FactionFormer: Context-Driven Collaborative Vision Transformer Models for Edge Intelligence
Publication Date: 6/26/2023
Event: 8th IEEE International Workshop on Smart Service Systems SmartSys 2023 (co-located with SMARTCOMP 2023)
Reference: pp. 349-354, 2023
Authors: Sumaiya Tabassum Nimi, University of Missouri-Kansas City; Md Adnan Arefeen, University of Missouri-Kansas City; Md Yusuf Sarwar Uddin, University of Missouri-Kansas City; Biplob Debnath, NEC Laboratories America, Inc.; Srimat T. Chakradhar, NEC Laboratories America, Inc.

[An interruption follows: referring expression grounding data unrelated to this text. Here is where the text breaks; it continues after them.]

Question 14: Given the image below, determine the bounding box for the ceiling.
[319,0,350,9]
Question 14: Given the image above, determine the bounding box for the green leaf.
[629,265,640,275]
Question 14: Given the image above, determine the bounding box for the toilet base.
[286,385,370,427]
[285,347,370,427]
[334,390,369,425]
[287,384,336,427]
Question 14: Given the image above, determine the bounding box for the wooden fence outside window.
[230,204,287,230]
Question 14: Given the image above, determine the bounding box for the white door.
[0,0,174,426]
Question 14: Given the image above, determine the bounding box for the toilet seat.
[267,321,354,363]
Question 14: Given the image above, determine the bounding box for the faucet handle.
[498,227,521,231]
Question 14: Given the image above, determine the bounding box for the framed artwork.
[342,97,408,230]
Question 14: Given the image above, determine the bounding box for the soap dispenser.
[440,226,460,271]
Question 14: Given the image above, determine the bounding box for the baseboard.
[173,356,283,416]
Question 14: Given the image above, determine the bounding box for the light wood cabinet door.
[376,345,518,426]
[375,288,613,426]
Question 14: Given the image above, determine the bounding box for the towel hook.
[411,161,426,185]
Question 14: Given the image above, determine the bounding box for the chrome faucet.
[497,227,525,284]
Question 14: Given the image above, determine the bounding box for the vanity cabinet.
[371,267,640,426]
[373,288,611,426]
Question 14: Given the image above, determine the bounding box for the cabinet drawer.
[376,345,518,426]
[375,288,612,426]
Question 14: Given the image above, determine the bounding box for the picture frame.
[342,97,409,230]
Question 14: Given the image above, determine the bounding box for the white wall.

Abstract: Edge Intelligence has received attention in the recent times for its potential towards improving responsiveness, reducing the cost of data transmission, enhancing security and privacy, and enabling autonomous decisions by edge devices. However, edge devices lack the power and compute resources necessary to execute most Al models. In this paper, we present FactionFormer, a novel method to deploy resource-intensive deep-learning models, such as vision transformers (ViT), on resource-constrained edge devices. Our method is based on a key observation: edge devices are often deployed in settings where they encounter only a subset of the classes that the resource intensive Al model is trained to classify, and this subset changes across deployments. Therefore, we automatically identify this subset as a faction, devise on-the fly a bespoke resource-efficient ViT called a modelette for the faction and set up an efficient processing pipeline consisting of a modelette on the device, a wireless network such as 5G, and the resource-intensive ViT model on an edge server, all of which work collaboratively to do the inference. For several ViT models pre-trained on benchmark datasets, FactionFormer’s modelettes are up to 4× smaller than the corresponding baseline models in terms of the number of parameters, and they can infer up to 2.5× faster than the baseline setup where every input is processed by the resource-intensive ViT on the edge server. Our work is the first of its kind to propose a device-edge collaborative inference framework where bespoke deep learning models for the device are automatically devised on-the-fly for the most frequently encountered subset of classes.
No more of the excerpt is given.